Comments by the petitioners
5.1
In comments on the State party’s submissions of 2 December 2003, the
authors contend that the communication is truly individual in nature. They state that,
in any event, the issue of inadequate protection against racist speech under article 4
had been an issue in the Committee’s dialogue with the State party for some time, and
that the concerns expressed by the Committee in its Concluding Observations have
had little impact on the State party.
5.2
The authors reiterate that the Jewish Communities and the Antiracist Centre
should be considered ‘groups of individuals’ for the purpose of article 14 of the
Convention, and that they have standing to submit communications to the Committee.

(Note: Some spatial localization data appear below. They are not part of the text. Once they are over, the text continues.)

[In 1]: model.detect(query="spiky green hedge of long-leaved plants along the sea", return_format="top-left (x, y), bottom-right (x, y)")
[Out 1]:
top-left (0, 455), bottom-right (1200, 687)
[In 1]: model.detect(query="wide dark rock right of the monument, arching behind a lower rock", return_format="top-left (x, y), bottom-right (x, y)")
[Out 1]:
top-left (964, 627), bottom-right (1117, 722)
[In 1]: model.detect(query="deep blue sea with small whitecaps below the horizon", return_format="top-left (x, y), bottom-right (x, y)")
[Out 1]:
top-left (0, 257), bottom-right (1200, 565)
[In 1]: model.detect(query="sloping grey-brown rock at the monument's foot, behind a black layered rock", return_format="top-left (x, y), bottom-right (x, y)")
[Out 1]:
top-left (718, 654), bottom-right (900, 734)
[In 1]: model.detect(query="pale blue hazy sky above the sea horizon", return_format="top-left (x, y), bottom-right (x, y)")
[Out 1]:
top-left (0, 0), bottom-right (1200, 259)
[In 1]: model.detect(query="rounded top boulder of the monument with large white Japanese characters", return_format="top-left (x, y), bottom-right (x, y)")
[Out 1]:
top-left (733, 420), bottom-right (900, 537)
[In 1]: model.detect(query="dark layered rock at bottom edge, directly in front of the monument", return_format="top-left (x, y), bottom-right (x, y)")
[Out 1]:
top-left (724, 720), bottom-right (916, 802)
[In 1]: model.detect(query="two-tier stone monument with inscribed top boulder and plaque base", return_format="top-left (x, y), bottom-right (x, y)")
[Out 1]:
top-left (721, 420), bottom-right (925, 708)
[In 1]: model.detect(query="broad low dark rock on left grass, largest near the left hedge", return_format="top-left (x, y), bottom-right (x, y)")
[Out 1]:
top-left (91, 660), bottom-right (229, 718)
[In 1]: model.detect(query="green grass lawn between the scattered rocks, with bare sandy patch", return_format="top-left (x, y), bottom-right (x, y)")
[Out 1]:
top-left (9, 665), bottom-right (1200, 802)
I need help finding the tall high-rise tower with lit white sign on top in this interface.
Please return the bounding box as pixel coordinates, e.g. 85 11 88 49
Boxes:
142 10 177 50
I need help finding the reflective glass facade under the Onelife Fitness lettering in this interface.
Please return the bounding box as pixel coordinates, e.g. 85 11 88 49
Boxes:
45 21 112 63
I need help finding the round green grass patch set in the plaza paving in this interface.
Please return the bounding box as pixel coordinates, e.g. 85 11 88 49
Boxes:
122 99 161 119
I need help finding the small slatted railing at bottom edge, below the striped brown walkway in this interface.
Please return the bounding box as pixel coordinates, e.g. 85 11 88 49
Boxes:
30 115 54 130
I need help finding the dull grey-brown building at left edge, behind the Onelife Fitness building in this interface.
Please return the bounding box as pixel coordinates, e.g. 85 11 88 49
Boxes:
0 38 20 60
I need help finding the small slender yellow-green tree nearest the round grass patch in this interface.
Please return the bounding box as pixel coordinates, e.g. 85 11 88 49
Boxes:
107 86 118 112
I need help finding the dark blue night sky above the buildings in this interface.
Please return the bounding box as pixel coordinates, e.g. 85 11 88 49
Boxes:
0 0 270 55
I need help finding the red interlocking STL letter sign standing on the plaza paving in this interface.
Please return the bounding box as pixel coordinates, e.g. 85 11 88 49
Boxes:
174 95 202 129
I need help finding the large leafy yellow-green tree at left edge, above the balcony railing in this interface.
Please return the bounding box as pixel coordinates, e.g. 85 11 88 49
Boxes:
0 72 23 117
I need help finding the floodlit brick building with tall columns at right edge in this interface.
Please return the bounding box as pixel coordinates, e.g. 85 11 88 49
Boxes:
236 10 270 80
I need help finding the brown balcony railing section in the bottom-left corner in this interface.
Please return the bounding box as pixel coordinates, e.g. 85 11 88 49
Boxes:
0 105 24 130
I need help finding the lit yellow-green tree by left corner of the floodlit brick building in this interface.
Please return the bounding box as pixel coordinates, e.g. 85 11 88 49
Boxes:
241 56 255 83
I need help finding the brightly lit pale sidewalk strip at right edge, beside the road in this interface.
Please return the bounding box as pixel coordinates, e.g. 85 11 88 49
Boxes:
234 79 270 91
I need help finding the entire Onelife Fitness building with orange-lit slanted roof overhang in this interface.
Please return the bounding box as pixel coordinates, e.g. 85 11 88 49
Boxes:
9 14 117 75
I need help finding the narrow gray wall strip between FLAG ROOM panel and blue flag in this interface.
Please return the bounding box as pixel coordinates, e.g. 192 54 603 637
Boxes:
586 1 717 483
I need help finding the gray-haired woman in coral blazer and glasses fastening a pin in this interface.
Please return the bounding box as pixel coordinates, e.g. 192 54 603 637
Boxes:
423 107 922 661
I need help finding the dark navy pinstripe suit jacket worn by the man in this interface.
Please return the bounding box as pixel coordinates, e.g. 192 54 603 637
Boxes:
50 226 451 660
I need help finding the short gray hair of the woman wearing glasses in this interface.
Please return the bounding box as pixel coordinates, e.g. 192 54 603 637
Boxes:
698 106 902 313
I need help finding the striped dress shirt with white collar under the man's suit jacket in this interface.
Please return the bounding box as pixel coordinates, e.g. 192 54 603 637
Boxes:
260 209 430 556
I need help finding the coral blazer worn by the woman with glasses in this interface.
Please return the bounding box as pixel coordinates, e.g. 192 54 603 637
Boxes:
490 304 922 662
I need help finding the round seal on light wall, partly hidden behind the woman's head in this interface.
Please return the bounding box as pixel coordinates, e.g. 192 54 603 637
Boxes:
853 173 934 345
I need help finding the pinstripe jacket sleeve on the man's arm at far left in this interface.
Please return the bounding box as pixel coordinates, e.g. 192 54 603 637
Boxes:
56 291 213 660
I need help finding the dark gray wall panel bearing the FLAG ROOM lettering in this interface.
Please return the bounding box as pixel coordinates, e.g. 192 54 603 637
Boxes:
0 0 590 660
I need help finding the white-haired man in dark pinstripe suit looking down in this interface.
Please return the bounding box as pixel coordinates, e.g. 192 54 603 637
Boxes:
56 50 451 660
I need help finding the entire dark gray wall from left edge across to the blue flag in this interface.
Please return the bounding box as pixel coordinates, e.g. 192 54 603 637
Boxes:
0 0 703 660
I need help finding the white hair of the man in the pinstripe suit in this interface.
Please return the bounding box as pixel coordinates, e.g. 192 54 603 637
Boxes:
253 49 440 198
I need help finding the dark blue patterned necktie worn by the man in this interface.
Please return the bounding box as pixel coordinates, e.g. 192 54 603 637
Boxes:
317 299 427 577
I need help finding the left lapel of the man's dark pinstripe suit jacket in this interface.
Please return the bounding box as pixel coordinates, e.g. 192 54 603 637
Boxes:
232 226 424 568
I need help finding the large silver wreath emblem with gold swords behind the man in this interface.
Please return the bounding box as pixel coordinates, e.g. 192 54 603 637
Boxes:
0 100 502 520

They note that there is nothing in the wording of article 14 which supports the
interpretation that all members of the group must be able to claim victim status on
their own. If such a strict reading were applied, the words ‘groups of individuals’

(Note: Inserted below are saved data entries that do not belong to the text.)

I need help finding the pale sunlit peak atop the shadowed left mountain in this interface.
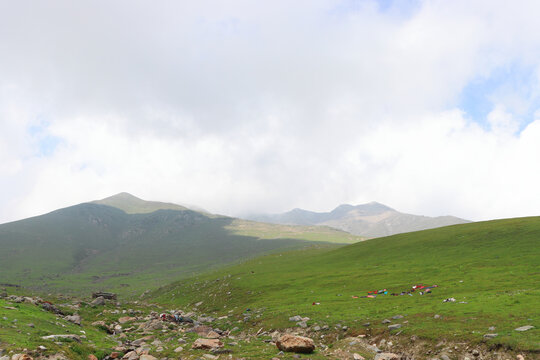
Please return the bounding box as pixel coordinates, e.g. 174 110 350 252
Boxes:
92 192 188 214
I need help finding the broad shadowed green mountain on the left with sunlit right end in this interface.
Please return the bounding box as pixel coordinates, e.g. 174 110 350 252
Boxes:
0 193 362 292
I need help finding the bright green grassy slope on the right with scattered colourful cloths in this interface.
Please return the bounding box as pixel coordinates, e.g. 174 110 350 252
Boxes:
151 217 540 351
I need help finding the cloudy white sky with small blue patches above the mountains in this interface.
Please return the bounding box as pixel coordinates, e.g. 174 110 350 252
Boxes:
0 0 540 223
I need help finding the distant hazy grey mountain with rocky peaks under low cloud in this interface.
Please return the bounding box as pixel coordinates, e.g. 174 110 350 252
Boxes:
248 202 470 238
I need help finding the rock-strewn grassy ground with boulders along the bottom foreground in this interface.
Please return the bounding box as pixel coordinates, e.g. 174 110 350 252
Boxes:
0 294 538 360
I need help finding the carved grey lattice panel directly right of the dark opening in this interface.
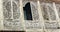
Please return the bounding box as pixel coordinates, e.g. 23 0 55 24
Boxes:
31 2 39 20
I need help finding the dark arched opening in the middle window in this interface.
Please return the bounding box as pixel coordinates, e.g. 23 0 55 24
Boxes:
23 2 33 20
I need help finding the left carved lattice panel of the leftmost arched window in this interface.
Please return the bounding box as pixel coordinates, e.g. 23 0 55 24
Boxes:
3 1 12 18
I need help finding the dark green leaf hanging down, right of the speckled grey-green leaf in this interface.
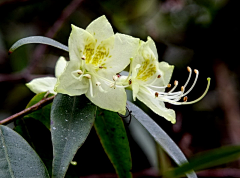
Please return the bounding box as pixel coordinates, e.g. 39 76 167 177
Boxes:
94 108 132 178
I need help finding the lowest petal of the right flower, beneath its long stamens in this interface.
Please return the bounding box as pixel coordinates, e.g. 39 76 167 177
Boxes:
137 91 176 124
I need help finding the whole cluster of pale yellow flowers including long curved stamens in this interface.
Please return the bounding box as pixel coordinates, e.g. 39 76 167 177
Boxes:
27 16 210 123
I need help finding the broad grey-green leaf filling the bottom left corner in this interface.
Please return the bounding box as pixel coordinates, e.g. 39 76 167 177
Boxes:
0 125 49 178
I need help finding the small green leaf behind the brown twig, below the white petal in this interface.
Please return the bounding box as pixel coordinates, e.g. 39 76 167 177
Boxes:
25 92 53 129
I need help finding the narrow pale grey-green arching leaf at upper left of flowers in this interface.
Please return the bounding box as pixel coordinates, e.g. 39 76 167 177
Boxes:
9 36 68 53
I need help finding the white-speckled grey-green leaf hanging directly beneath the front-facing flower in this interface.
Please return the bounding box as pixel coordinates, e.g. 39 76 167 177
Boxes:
51 93 97 178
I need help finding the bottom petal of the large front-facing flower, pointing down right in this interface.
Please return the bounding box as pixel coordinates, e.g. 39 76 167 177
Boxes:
86 76 127 115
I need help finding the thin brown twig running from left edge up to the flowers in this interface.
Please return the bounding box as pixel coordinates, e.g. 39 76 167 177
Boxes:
0 95 55 125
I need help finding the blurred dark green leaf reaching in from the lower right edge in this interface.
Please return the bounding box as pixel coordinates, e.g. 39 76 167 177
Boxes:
166 146 240 177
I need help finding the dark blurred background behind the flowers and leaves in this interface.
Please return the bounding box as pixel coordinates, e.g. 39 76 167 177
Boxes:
0 0 240 177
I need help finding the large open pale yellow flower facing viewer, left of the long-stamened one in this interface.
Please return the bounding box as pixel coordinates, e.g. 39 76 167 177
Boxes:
55 16 140 114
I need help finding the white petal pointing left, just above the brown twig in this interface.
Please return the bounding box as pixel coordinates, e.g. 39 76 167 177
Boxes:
26 77 57 94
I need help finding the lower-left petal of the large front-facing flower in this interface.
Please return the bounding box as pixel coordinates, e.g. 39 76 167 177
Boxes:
55 61 89 96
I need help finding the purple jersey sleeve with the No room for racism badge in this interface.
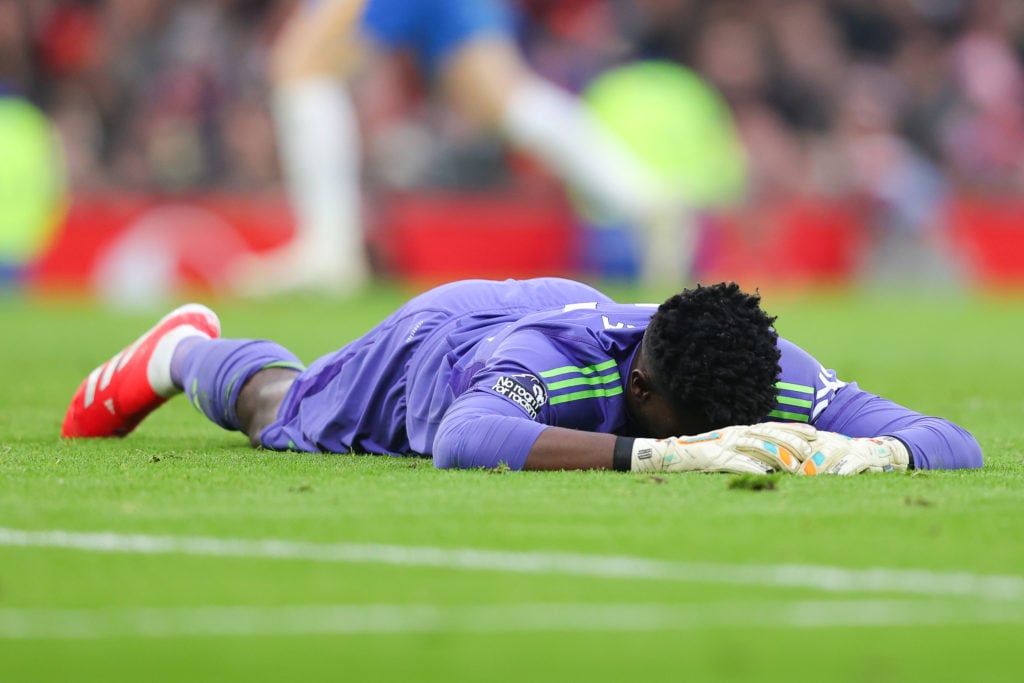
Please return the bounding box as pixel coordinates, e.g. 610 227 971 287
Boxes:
432 332 561 470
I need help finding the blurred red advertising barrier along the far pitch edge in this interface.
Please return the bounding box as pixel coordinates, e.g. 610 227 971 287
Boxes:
30 193 1024 296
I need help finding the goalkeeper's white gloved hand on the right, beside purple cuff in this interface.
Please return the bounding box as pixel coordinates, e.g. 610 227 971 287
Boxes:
797 431 910 475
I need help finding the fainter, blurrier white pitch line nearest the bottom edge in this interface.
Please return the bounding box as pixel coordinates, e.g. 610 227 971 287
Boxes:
0 600 1024 640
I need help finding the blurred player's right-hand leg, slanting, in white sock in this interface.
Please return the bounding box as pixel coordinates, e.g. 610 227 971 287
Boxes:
441 32 692 281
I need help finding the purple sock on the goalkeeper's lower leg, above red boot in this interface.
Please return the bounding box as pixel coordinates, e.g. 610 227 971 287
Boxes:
171 337 305 431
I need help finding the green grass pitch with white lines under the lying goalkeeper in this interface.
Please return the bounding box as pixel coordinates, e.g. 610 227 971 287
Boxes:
0 280 1024 683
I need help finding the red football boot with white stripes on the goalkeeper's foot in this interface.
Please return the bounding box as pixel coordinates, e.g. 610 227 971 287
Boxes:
60 303 220 438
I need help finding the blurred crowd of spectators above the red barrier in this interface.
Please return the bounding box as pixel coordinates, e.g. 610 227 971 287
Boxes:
0 0 1024 225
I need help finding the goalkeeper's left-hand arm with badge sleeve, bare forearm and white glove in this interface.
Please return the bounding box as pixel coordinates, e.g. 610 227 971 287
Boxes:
431 331 813 474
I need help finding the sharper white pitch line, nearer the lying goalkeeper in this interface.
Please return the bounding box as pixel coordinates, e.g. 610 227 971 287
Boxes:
0 527 1024 600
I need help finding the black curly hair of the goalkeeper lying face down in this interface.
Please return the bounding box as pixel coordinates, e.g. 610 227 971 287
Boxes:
643 283 781 431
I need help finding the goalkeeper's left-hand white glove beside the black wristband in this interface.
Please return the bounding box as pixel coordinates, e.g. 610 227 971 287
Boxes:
631 422 817 474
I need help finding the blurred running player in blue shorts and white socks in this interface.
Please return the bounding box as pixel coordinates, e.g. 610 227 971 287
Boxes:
239 0 684 292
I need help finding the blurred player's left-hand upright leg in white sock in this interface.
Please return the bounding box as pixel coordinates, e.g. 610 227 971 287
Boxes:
232 0 370 295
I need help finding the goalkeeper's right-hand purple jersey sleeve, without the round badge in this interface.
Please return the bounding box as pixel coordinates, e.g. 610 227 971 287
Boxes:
769 340 983 469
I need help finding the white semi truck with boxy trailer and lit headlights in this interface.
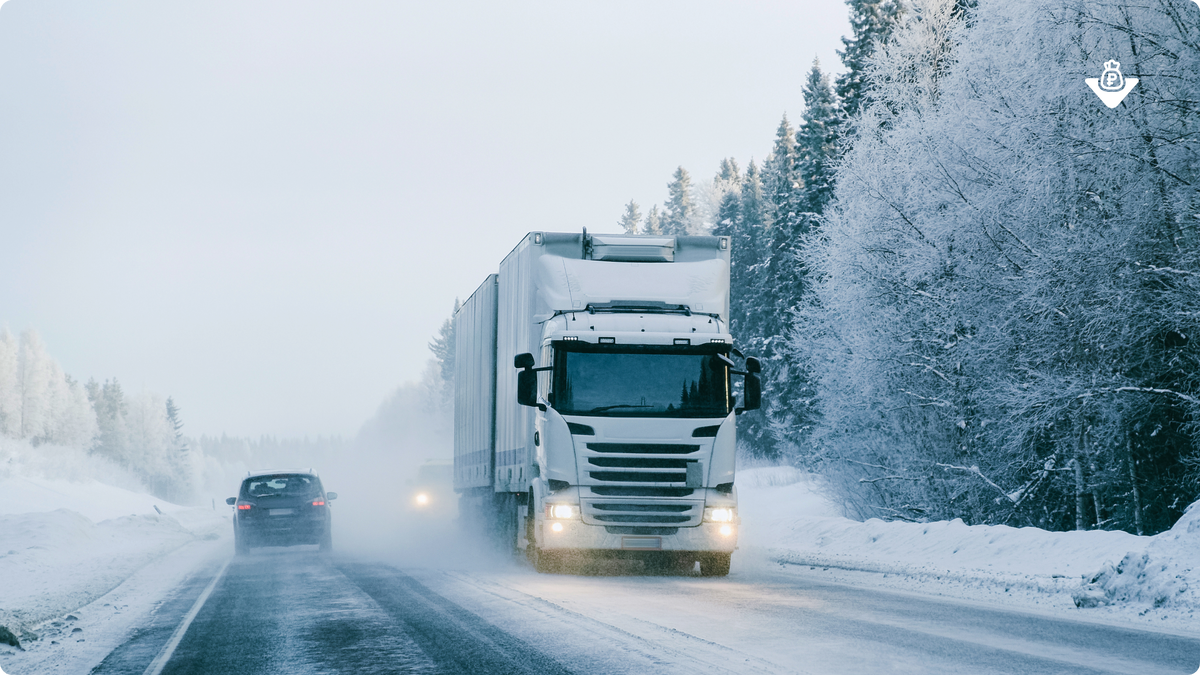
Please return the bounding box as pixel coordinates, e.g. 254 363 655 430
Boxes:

would be deprived of any independent meaning. They contrast the wording of article
14, paragraph 1, with the corresponding provision in the Optional Protocol to the
International Covenant on Civil and Political Rights, 11 which provides that only
individuals may submit complaints for consideration by the Human Rights
Committee. They contend that the expression ‘groups of individuals’, whatever its
outer limits may be, clearly covers entities that organize individuals for a specific,
common purpose, such as congregations and membership organizations.
5.3
As to the requirement of exhaustion of domestic remedies, the authors claim
that, in light of the judgment of the Supreme Court, any legal proceedings taken by
them in Norway would have no prospect of success. They invoke a decision of the
European Court of Human Rights to the effect that the obligation to exhaust domestic
remedies did not apply in circumstances where, due to an authoritative interpretation
of the law by domestic judicial authorities, any legal action by the petitioners would
be pointless. 12 They argue that the same approach should be adopted by the
Committee in relation to article 14 of the Convention. Thus, even if the authors had
not exhausted domestic remedies, the Supreme Court dispensed with this requirement
by handing down a final and authoritative interpretation of the relevant law.
5.4
On the State party’s submission that they are not ‘victims’ for the purpose of
article 14, the petitioners reiterate that article 4 guarantees to individuals and groups
of individuals a right to be protected against hate speech. Failure to afford adequate
protection against hate speech is of itself a violation of the individual rights of those
who are directly affected by the State’s failure to fulfill its obligations. They reiterate
that, just as a person’s status as a potential victim may arise when people are formally
required to breach the law in order to enjoy their rights, so too may it arise where the
domestic law or a Court’s decision impedes the individual’s future enjoyment of
Convention rights. They further state that, in the present case, the individual authors
11
12
Article 1.
Case of Open Door and Dublin Well Women v Ireland, judgment of 23 September 1992.